Underwater gas self-transportation along femtosecond laser-written open superhydrophobic surface microchannels

The manipulation and usage of gas in water have been made possible. It finds a wide range of applications in environmental protection, microfluidic chips, chemical manufacturing and energy utilization. The possibility of driving underwater bubbles to move directionally and continuously over a given distance via unique gradient geometries has been successfully archived, opening room for more research on this interesting topic. In many cases, however, the gradient geometry is microscope and unsuitable for transporting gas at microscope level because most microscale gradient structures provide insufficient driving force. This makes underwater self-transportation of bubbles and gases at microscopic level a big challenge.

Femtosecond laser technology has emerged as a promising solution to this challenge. Leveraging on its two key features: extremely high peak intensity and ultrashort pulse width, femtosecond lasers have become critical for ultra-precision manufacturing processes in extreme conditions.
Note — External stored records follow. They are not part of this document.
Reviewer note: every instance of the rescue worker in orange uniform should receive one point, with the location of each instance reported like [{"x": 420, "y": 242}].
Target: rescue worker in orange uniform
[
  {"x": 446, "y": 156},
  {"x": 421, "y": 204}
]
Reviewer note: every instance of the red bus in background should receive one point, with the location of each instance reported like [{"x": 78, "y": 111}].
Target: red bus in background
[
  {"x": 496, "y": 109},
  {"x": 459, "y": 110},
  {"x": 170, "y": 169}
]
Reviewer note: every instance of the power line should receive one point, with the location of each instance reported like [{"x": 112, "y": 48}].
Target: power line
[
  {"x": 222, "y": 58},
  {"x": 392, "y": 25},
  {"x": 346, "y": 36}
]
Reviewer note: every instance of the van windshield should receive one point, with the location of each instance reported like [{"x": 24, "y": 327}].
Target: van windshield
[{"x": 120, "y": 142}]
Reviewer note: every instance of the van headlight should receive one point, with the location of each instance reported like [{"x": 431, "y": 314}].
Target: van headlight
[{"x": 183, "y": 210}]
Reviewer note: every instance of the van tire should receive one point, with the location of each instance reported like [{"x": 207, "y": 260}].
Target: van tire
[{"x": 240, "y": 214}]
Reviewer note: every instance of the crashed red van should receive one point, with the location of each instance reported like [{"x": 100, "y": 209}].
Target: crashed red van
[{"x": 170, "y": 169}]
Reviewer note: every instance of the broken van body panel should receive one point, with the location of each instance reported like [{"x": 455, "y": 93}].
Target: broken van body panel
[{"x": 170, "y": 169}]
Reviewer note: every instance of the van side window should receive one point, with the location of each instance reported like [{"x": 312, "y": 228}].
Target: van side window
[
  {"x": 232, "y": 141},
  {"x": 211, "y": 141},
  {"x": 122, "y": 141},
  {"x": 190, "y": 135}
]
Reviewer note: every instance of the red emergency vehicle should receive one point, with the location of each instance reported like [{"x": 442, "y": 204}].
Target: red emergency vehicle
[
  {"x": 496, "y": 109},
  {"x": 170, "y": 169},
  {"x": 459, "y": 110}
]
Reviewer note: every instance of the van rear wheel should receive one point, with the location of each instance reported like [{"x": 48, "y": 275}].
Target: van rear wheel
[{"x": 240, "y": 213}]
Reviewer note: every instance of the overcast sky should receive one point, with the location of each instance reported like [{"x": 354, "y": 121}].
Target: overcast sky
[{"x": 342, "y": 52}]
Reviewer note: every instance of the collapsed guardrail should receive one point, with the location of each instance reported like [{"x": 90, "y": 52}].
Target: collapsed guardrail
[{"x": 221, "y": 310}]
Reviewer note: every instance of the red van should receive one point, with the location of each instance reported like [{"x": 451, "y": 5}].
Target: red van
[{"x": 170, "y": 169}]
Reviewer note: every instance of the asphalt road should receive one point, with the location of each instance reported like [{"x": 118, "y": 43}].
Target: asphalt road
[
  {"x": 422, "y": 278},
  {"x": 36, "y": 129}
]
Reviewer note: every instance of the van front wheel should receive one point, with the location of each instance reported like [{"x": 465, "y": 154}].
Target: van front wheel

It is also characterized by non-contact processing, small heat-affected zones and high spatial resolution that are beneficial in designing and modifying wettability of various materials. Thus, femtosecond laser is a viable tool for creating superhydrophobic microstructures on material surfaces, which is essential for realizing gas self-transportation effects at microscopic level.

Herein, a team of researchers from Xi’an Jiaotong University: Associate professor Jiale Yong, Associate professor Qing Yang, Dr. Jinglan Huo, Professor Xun Hou and Professor Feng Chen proposed an innovative strategy for underwater self-transportation of gas bubbles along a femtosecond laser-induced open superhydrophobic surface with a microchannel width less than 100µm. Femtosecond laser processing technique was applied to manufacture hierarchical nano/microstructures on hydrophobic polytetrafluoroethylene (PTFE) substrates. The research aimed at facilitating the manipulation and usage of gas in water. The work is currently published in the research journal, International Journal of Extreme Manufacturing.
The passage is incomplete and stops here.